Chapter 25

twenty-five

Ash

I can tell at once that I’m dreaming from the subtle press I’ve learned to recognize on the back of my mind. Sitting up in bed and peering about my darkened room, I also realize it’s not solely my dream I’ve entered.

Regret thrums in my chest like a discordant heartbeat. It’s like that night after Emily’s party. Once again, I’d forgotten to take my sleeping pills and ended up sucked into Dylan’s dream, accidentally putting him at risk.

Someone shifts under the covers beside me. I turn toward them, muffling a frustrated sigh. “Sorry about this, Dylan. I didn’t mean to drag us into a shared dream.” I pause, considering. “Though I suppose now that we’re here, we might as well enjoy it. How about a trip to the moon?”

No reply.

Frowning, I reach over and grasp the covers. “Dylan? What’re you—?”

Shock freezes me in place as the covers fall aside to reveal wavy blond hair and a familiar freckled face I last saw staring at me with the same hollow expression he wears now.

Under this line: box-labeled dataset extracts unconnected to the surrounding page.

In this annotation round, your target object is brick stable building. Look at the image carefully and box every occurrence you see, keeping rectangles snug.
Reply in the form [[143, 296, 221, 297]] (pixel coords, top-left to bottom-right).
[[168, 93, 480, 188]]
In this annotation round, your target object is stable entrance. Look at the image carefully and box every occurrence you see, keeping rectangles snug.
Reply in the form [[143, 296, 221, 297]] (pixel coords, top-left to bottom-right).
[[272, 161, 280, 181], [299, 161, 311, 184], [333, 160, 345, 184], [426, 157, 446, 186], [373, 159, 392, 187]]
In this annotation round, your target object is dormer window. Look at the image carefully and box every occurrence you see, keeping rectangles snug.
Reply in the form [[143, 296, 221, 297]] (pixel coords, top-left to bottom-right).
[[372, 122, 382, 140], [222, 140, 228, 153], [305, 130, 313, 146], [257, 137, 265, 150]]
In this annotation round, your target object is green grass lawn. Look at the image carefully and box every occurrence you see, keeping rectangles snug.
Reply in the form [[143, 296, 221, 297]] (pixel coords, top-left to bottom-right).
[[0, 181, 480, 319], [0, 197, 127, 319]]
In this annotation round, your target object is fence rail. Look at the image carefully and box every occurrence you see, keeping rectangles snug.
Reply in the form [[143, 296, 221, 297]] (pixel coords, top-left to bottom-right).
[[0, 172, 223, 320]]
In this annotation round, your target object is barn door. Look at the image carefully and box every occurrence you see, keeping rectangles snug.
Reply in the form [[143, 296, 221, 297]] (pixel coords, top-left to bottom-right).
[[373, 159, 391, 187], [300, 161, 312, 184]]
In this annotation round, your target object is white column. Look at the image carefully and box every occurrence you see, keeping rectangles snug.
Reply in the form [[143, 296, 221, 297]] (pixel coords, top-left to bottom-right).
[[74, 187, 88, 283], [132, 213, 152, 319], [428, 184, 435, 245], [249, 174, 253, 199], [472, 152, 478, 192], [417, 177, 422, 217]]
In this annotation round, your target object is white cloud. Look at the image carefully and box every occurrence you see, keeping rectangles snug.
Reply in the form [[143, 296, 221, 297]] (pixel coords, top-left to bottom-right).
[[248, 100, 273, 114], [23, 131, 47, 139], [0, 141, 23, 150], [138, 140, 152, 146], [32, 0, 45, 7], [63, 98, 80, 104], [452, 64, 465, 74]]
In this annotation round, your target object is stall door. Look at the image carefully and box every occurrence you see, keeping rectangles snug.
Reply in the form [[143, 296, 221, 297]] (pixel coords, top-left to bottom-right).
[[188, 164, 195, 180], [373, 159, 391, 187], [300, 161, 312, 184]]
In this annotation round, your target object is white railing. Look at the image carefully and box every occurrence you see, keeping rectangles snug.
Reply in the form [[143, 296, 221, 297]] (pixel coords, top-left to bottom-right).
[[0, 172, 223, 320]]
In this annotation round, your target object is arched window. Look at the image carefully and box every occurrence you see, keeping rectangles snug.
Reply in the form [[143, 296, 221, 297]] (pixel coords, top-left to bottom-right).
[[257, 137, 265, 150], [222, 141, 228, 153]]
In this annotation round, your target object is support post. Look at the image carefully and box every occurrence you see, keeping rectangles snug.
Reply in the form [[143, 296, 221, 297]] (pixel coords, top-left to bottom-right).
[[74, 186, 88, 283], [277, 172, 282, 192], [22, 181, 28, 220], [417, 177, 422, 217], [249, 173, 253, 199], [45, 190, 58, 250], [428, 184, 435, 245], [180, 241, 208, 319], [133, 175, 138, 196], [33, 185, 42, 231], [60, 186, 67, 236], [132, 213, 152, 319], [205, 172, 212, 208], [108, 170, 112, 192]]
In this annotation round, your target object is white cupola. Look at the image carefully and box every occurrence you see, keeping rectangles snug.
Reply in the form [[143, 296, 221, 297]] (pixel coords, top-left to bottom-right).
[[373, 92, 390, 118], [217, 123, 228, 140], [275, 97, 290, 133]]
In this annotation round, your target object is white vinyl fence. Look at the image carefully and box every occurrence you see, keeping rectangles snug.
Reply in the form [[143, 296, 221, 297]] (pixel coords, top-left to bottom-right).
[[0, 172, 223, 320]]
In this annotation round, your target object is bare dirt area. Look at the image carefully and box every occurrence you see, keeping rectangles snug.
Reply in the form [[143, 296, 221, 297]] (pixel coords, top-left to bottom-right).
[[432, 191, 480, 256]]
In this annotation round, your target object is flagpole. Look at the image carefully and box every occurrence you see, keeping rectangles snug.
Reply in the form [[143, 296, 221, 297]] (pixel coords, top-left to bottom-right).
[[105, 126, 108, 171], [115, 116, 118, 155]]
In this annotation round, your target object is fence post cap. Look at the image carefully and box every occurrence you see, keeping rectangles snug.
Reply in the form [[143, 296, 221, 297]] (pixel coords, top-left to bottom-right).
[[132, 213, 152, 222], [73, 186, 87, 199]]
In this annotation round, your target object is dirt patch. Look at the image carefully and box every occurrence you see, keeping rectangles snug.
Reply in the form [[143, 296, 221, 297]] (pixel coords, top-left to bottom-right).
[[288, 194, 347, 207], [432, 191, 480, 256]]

“This is all your fault!” Harvey accuses. He scrambles away from me and tumbles out of the bed, his face wild with terror. “You’re a freak! A monster!”

“I…” My tongue is tied in my mouth, my words escaping me as I stare after his retreating form. He reaches the far corner of the room and huddles in the shadows beside my desk.

This isn’t real, I remind myself, my heart pounding. It’s only a dream.

I take a deep breath and try to will Harvey away. The dream refuses to cooperate, the only sign of change a brief shimmer in the air.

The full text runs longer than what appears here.